There is a screaming schism between the poor and the rich, survey data exclusive to the Daily Nation has shown.
For every Sh1,000 a poor man spends in a Kenyan town, for example, a rich person spends an equivalent Sh170,000.
“The disparities in expenditure are more pronounced in towns and cities than in the rural areas,” notes the government report due to be released this week.
However, there are also big disparities between rural and urban areas in consumption patterns. Overall, 44.6 per cent of the rural population spends Sh1,440 or less compared with only 2.6 per cent of the urban population.
And 34 per cent of the urban population spends Sh7,200 or above compared with only 1.5 per cent in rural areas.
And out of the 47 counties, there are 12 counties where over half the population spend Sh1,440 or less per month, against a national average of Sh3,440.
These counties are Kenya’s poorest, and include Turkana, Wajir, Mandera, Tana River, Kwale, Marsabit, Samburu, West Pokot, Busia, Kitui, Makueni, Kilifi, Garissa, Baringo, Elgeyo Marakwet and Taita Taveta.

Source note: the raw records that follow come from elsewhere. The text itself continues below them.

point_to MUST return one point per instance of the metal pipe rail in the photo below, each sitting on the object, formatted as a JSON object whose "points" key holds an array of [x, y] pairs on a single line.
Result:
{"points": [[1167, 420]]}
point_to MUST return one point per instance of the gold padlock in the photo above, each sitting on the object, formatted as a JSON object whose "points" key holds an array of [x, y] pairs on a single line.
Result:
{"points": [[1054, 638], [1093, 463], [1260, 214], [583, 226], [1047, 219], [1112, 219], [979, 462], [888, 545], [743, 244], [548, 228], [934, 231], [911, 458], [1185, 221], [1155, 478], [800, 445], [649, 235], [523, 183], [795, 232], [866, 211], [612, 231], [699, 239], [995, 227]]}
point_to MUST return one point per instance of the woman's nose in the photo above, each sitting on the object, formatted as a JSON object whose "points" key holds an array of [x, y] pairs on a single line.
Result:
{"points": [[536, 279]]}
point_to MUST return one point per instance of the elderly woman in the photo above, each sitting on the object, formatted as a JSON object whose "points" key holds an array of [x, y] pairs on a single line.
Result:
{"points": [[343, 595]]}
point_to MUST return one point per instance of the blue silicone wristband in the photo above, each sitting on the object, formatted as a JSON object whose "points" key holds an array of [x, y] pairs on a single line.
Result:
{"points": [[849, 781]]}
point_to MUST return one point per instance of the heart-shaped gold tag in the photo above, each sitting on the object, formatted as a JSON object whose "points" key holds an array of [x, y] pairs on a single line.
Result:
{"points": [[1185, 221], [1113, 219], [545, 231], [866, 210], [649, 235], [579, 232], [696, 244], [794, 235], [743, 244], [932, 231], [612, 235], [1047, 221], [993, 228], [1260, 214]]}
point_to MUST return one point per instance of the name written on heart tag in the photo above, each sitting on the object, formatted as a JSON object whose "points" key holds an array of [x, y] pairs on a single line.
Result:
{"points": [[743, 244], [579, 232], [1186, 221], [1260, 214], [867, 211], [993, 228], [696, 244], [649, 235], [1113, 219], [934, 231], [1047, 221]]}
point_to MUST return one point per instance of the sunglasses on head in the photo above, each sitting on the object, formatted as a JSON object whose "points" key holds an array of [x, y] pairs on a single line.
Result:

On the other hand, some of the highest spending counties include Nairobi, Mombasa, Kiambu, Kisumu, Lamu, Machakos, Nakuru, Kajiado, Migori and Kilifi in a descending order.
On average, Nairobi residents spend Sh7,200 per household per month compared to Wajir where the average expenditure is Sh1,300 per household.
Household expenditures in Kenya average Sh3,440 per month as a national average but with very glaring discrepancies between urban and rural areas, counties and constituencies.
Households in urban areas spend three times more than their counterparts in rural areas, averaging Sh6,010 per month against the Sh2,270 spent in rural places.
Four counties with the largest proportion of their counties spending Sh7,200 and above are Nairobi, Mombasa, Kiambu and Kisumu.